ENTI E MINISTERI

Verso la fine della pesca intensiva in Europa
Varata una riforma per cercare la sostenibilità del settore. Le quote di pescato caleranno. Basta rigetti in mare: il pesce indesiderato dal commercio sarà destinato ad altri utilizzi. Nuove norme in vigore dal 2014. Non tutti sono d'accordo.

Il Parlamento europeo ha approvato in prima lettura con 502 voti a favore, 137 contrari e 27 astensioni, una riforma della politica comune della pesca, da far entrare in vigore nel 2014, che punta la sostenibilità del settore, la fine dello scarico a mare dei pesci.
La pesca intensiva è vista come il più grande fallimento dell'attuale Pcp (datata 2002). La nuova entrerà in vigore nel 2014. I dati della Commissione europea dicono che più dell'80% degli stock ittici del Mediterraneo e il 47% di quelli dell'Atlantico sono soggetti a pesca intensiva.
Secondo la relatrice del testo, Ulrike Rodust, «gli stock ittici dovrebbero riprendersi entro il 2020, permettendoci di avere a disposizione 15 milioni di tonnellate di pesce in più e creare 37 mila nuovi posti di lavoro».
Stop ai rigetti
Quasi un quarto del totale del pescato finisce rigettato, cioè è scaricata in mare la parte di esemplari non desiderati o troppo piccoli.
I rigetti sono formati quasi totalmente da pesci morti e, per fermare questa pratica dannosa, i deputati hanno votato per obbligare i pescherecci a sbarcare tutte le catture, per facilitare il controllo, secondo uno specifico calendario per ogni specie, a partire dal 2014 ed entro il 2016.
I pesci più piccoli sbarcati saranno destinati a usi diversi dal consumo umano.

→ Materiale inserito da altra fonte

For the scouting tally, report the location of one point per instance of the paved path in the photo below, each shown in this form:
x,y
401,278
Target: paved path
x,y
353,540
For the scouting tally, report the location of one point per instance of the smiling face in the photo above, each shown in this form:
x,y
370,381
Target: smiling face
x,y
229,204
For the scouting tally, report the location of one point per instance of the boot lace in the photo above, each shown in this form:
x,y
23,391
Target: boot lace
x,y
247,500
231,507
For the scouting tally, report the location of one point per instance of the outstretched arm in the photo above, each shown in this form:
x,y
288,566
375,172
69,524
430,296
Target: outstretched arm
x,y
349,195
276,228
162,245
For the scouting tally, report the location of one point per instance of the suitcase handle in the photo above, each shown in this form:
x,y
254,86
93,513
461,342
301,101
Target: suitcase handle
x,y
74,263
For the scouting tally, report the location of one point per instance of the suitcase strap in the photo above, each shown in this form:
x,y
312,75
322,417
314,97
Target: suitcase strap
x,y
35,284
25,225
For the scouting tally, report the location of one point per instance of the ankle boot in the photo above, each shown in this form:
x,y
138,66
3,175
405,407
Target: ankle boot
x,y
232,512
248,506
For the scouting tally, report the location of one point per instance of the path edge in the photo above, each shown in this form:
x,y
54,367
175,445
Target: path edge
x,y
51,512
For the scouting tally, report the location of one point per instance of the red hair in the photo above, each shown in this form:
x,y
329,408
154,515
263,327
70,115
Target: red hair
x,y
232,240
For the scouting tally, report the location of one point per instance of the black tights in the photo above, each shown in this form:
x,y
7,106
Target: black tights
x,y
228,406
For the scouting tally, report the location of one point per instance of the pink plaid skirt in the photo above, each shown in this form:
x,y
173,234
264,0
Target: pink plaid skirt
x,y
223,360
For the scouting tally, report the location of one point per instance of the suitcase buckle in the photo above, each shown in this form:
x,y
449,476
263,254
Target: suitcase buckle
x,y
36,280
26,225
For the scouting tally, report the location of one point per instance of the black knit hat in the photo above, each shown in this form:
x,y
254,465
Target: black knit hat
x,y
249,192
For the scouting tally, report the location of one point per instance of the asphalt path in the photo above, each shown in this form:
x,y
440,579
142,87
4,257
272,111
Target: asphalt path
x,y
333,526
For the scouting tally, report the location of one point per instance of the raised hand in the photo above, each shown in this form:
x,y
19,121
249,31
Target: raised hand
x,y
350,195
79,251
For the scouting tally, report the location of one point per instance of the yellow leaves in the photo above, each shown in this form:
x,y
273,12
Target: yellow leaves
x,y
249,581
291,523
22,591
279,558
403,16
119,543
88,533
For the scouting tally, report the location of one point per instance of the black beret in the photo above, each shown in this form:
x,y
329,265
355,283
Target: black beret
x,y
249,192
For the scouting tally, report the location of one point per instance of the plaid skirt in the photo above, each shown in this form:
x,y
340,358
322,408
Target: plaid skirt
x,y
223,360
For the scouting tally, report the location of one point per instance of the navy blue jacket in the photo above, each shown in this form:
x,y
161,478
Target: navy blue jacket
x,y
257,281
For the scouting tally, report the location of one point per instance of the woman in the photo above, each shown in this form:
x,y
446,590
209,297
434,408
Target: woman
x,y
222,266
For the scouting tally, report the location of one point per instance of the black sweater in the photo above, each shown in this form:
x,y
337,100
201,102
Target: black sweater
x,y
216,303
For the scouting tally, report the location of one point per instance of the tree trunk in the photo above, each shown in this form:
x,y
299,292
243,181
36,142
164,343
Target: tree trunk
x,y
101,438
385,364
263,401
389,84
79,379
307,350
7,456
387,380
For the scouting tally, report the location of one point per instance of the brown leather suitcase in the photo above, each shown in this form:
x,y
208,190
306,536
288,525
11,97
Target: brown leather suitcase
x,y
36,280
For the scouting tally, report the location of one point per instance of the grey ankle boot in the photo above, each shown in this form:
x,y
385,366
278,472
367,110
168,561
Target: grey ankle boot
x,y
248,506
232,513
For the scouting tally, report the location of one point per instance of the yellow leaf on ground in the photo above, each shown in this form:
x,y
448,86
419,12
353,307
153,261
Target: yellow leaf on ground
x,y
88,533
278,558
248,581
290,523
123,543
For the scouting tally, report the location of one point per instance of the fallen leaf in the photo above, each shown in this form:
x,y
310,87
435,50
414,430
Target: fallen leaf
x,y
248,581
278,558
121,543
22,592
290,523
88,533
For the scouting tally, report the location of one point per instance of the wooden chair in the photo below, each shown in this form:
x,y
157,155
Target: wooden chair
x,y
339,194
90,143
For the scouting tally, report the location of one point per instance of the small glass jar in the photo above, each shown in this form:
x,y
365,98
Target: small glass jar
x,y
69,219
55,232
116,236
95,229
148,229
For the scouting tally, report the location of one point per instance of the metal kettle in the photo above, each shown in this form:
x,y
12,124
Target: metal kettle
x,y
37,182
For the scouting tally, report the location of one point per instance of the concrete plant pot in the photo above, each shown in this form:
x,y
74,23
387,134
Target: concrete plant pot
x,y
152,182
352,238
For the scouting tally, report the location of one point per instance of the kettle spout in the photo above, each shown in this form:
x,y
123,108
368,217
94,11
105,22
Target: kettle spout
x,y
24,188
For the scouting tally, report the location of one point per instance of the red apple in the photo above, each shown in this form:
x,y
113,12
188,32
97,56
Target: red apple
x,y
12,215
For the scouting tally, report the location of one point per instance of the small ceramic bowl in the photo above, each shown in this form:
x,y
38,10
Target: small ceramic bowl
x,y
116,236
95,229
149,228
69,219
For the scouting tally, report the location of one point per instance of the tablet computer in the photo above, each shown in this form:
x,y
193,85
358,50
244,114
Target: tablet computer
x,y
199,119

Toccherà agli Stati membri assicurarsi che i pescherecci rispettino il divieto di rigetto.
Chi si è opposto
Marco Scurria ha espresso parere contrario a queste misure. In una nota spiega che «eliminare tutti i rigetti comporterà una perdita di tempo per i pescherecci che dovranno scaricare il pesce giornalmente, oltre ad una notevole perdita economica. La pratica di rigetto deve essere applicata gradualmente e non per tutte le specie. Il principio della riforma della Pcp, cioè la salvaguardia della risorsa, è condivisibile, ma non è questa la strada giusta per la tutela dei pescatori».
Contrario al provvedimento anche Enzo Rivellini, per il quale si trascurano i diritti dei pescatori e che definisce una «favola che tra 20 anni secondo queste nuove direttive ci sarà un mare più pescoso. Credo che tra 20 anni con tali regole non ci saranno più i pescatori».
E chi plaude
Per Guido Milana, vice presidente della Commissione Pesca «finalmente abbiamo avviato un percorso che trasforma il mare da miniera in cui prelevare a campo da coltivare. Un cambiamento epocale che dà prospettive del tutto nuove alla pesca in Europa».
Per Salvatore Iacolino, invece, «la nuova programmazione, oltre a promuovere una pesca sostenibile dal punto di vista ambientale, economico e sociale, tiene nella giusta considerazione le necessità e le istanze di un comparto ittico, come quello siciliano, il più grande del Mediterraneo».
Rendimento massimo stabilito
Per la sostenibilità dal 2015 agli Stati membri sarà impedito di stabilire quote di pescato troppo elevate.
I pescatori dovranno rispettare il rendimento massimo stabilito: non si potrà catturare più di un certo numero di esemplari di una certa specie di quanti se ne possano riprodurre in un anno.
La riforma si baserà su piani di gestione degli stock ittici per assicurarsi che la pesca rimanga sostenibile. Se si adotterà un approccio a lungo termine, si potranno migliorare le previsioni dell'andamento del mercato, che dovrebbero aiutare l'industria a investire meglio e pianificare correttamente.
Il Parlamento europeo inizierà ora la negoziazione con il Consiglio e la Commissione sui piani della riforma prima della seconda lettura.
La presidenza irlandese del Consiglio spera di raggiungere un accordo entro la fine di giugno.